Oil is headed to $30 after Doha

Oil prices are under pressure following the failure of OPEC and major non-OPEC producers to agree on a production freeze at Sunday's meeting in Doha.

We expect Brent crude prices to drop toward $30 a barrel during the current quarter but recover to $55 a barrel in 12 months as the oversupply of oil dissipates towards the end of this year.

Saudi Arabia's Deputy Crown Prince Mohammed bin Salman reiterated before the Doha talks that the Kingdom would not freeze its output without Iran's participation. But the Islamic Republic, unwilling to freeze its output at January levels, did not send a representative to the meeting. Also Iran has made clear that it aims to recoup its lost market share after the removal of nuclear-related sanctions and will resist any OPEC production cap until its production reaches 4 million barrels per day.

While a worker strike in Kuwait, pipeline disruptions in Nigeria and the earthquake in Ecuador might temporarily reduce production in these countries, the latest data indicate that Iranian exports are running at around 600,000 barrels per day and Iraqi exports are about 400,000 barrels per day higher than in March. Meanwhile, Prince Mohammed said the kingdom could increase production to 11.5 million barrels per day from 10.2 million barrels per day immediately if there is demand. Market participants are therefore likely to closely track the oversupplied market and the Saudis' supply reaction.

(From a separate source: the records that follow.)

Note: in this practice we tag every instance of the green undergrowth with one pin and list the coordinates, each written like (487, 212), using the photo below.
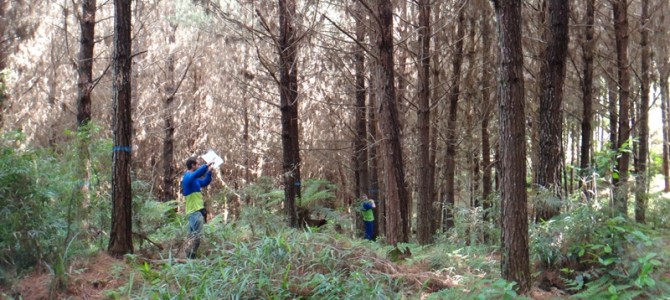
(593, 256)
(286, 264)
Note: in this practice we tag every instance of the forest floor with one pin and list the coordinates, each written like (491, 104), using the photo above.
(87, 279)
(101, 274)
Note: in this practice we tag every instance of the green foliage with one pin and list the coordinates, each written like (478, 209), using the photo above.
(44, 218)
(285, 264)
(481, 290)
(601, 257)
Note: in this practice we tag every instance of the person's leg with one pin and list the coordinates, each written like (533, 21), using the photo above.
(369, 230)
(195, 221)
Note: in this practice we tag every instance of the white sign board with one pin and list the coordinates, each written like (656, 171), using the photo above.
(212, 157)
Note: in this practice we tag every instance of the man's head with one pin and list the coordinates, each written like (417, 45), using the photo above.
(192, 163)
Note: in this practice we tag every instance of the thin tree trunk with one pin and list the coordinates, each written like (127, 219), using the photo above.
(612, 108)
(397, 217)
(84, 88)
(120, 238)
(515, 258)
(373, 191)
(85, 63)
(3, 62)
(665, 100)
(641, 168)
(663, 66)
(168, 190)
(360, 150)
(360, 147)
(425, 202)
(373, 133)
(487, 106)
(620, 13)
(288, 74)
(548, 175)
(587, 91)
(452, 138)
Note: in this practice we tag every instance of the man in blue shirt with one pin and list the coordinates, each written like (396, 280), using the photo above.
(196, 177)
(368, 217)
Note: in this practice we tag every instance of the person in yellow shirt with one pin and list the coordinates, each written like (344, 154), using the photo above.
(196, 177)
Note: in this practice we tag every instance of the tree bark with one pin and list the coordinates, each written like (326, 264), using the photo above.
(425, 212)
(360, 147)
(452, 138)
(551, 119)
(665, 101)
(397, 217)
(487, 106)
(641, 168)
(663, 66)
(288, 89)
(612, 104)
(3, 62)
(587, 91)
(515, 258)
(84, 89)
(85, 63)
(120, 240)
(167, 190)
(620, 13)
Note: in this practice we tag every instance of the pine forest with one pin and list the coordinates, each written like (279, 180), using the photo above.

At the same time, oil demand has come in on the weaker side in the first two months of 2016 following exceptionally strong demand growth in 2016. The warm winter in the Northern hemisphere clearly hurt demand; slower economic growth also might have contributed to this slump. We are sticking to our forecast for an increase of 1.1 million to 1.2 million barrels per day in oil demand this year, but will monitor incoming data over the coming months as weaker demand growth could delay a market rebalancing.

With the oil market remaining oversupplied by 1 million to 1.5 million barrels per day, the burden to adjust remains on non-OPEC producers, particularly the U.S., due to their relatively short lead times between price changes and the supply response. Low oil prices are needed in the current quarter to ensure sufficient capital expenditure cuts, which should enable the oil market to rebalance towards the end of this year. Hence, we expect Brent crude oil prices to drop towards $30 a barrel in the course of the current quarter.

With respect to the longer term, however, capital expenditure cuts are slowly becoming visible. Non-OPEC supply growth (year-over-year) stood at 2.9 million barrels per day at the end of 2014. Supply did not grow in December and January and preliminary data indicate large year-on-year declines in February and March 2016. Low oil prices curbed capital spending worldwide by an estimated 24 percent last year and could trim another 20 percent from capex this year.

This would be the first time since 1986 that investment has fallen two straight years. The plunge in rig counts worldwide, larger production declines in aging conventional oil fields, and project deferrals and cancellations are likely to result in non-OPEC supply contracting by 700,000 barrels per day this year versus a rise of 1.3 million barrels per day last year and of 2.4 million barrels per day in 2014. This would be the first non-OPEC contraction since 2008.

So, OPEC's plan in November 2014 to call on non-OPEC producers to do their part to rebalance the market is starting to bear fruit. But its objective of driving out high-cost producers, which would result in a fully balanced market, has not yet been achieved.

A balanced market at the end of the year is our base case for now, which should enable Brent oil prices to reach $55 a barrel in 12 months. That said, short-term downside price risks, the cost of rolling over futures contracts, and volatility still speak against taking any long positions in crude oil. Risks to our expected price recovery come from a sharp rise in OPEC supply and/or weaker oil demand from emerging Asia, which would push the market's rebalancing into next year.